Year: Team; Games; Tackles; Fumbles; Interceptions
GP: GS; Comb; Solo; Ast; Sacks; FF; FR; Yds; Int; Yds; Avg; Lng; TD; PD
2010: KC; 16; 16; 92; 77; 15; 2.0; 1; 0; 0; 4; 102; 25.5; 54T; 1; 9
2011: KC; 1; 1; 0; 0; 0; 0.0; 0; 0; 0; 0; 0; 0.0; 0; 0; 0
2012: KC; 16; 16; 86; 73; 13; 0.0; 0; 0; 0; 1; 1; 0.0; 0; 0; 10
2013: KC; 15; 15; 74; 66; 8; 3.5; 1; 2; 24; 3; 134; 44.7; 49; 2; 10
2014: KC; 6; 5; 37; 32; 5; 0.0; 0; 0; 0; 0; 0; 0.0; 0; 0; 2
2015: KC; 16; 15; 61; 55; 6; 0.0; 0; 0; 0; 2; 40; 20.0; 25; 0; 10
2016: KC; 16; 16; 77; 62; 15; 0.0; 1; 0; 0; 4; 98; 24.5; 42T; 2; 9
2017: KC; 1; 1; 7; 4; 3; 0.0; 0; 0; 0; 0; 0; 0; 0; 0; 0
2018: KC; 2; 2; 11; 8; 3; 0.0; 0; 0; 0; 0; 0; 0; 0; 0; 0
Career: 86; 84; 427; 365; 62; 5.5; 3; 2; 24; 14; 375; 26.7; 54T; 5; 50

===College===
Correct as of the end of the 2009 season.

Legend
|  | Led the NCAA |
| Bold | Career high |

| Year | GP–GS | Tackles |  | Sacks | Pass defense |  |  |  | Fumbles |  |
| Tackles | Loss–Yards | No–Yards | Int–Yards | TD | PD | QBH | Yards | FF |
| 2007 | 14–14 | 86 | 2–3 | 0–0 | 5–222 | 1 | 4 | 0 | 55 | 2 |
| 2008 | 12–12 | 72 | 9–21 | 3–11 | 7–265 | 2 | 6 | 0 | 0 | 0 |
| 2009 | 12–12 | 83 | 7–15 | 0–0 | 2–7 | 0 | 7 | 3 | 46 | 1 |
| Total |  | 241 | 18–39 | 3–11 | 14–494 | 3 | 17 | 3 | 0–0 | 0 |

==Career highlights==
NFL
- NFL Comeback Player of the Year (2015)
- 3× First-team All-Pro (2013, 2015, 2016)
- 5× Pro Bowl (2010, 2012, 2013, 2015, 2016)
- NFL 2010s All-Decade Team
- PFWA All-Rookie Team (2010)
- Ranked No. 93 in the Top 100 Players of 2011
- Ranked No. 50 in the Top 100 Players of 2014
- Ranked No. 13 in the Top 100 Players of 2017

College
- George Halas Award (2016)
- Jim Thorpe Award (2009)
- 2× Jack Tatum Trophy (2008, 2009)
- 2× Unanimous All-American (2008, 2009)
- NCAA interceptions co-leader (2008)
- SEC Defensive Player of the Year (2008)
- 2× First-team All-SEC (2008, 2009)
- Second-team All-SEC (2007)
- National Defensive Sophomore of the Year (Collegefootballnews.com) (2008)
- Vince Dooley Award (2008)
- National Defensive Freshman of the Year (Collegefootballnews.com) (2007)
- Unanimous first-team freshman All-American (2007)
- All-SEC Freshmen Team (2007)
- All-SEC Freshmen Academic Honor Roll (2007)
- 2000s Sports Illustrated All-Decade Team
- Bronko Nagurski Award finalist (2009)
- Lott Trophy finalist (2009)

High school
- Georgia High School Player of the Year (Gatorade) (2006)
- 2000s ESPN All-Decade High School Football Team
- 2000s first-team RivalsHigh.com Team Of The Decade

==Personal life==
Berry's father, James, played running back for the University of Tennessee from 1978 to 1981, and was a captain of the 1981 squad. Berry's younger brothers, twins Elliott and Evan, played football at Tennessee. Berry is the first cousin once removed of former All-Pro Tampa Bay Buccaneers linebacker Hugh Green. Berry's uncle, Bernard Williams, played offensive tackle for the Georgia Bulldogs and Philadelphia Eagles, and is his mentor and business partner.

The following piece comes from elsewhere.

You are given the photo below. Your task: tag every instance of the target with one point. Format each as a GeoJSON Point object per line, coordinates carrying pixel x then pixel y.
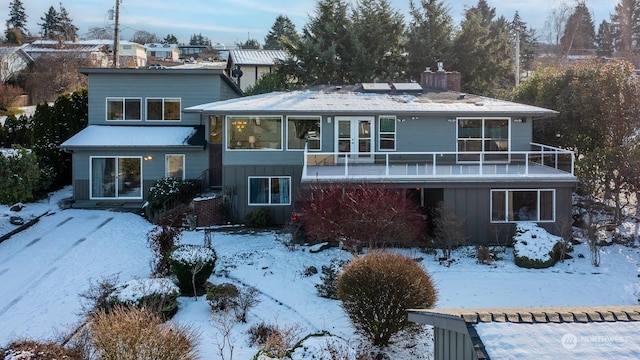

On May 4, 2010, it was reported that Berry had signed an endorsement deal with Adidas. He established the Eric Berry Foundation in 2011 that strives to provide safe environments for children to participate in team sports. His first project was a turf football field he funded in Fairburn, Georgia. He also hosts annual youth football camps in Atlanta, Tennessee, and Kansas City with proceeds going to the Eric Berry Foundation.

Berry suffers from equinophobia, a fear of horses. His condition was frequently brought on by the Kansas City Chiefs' mascot, Warpaint.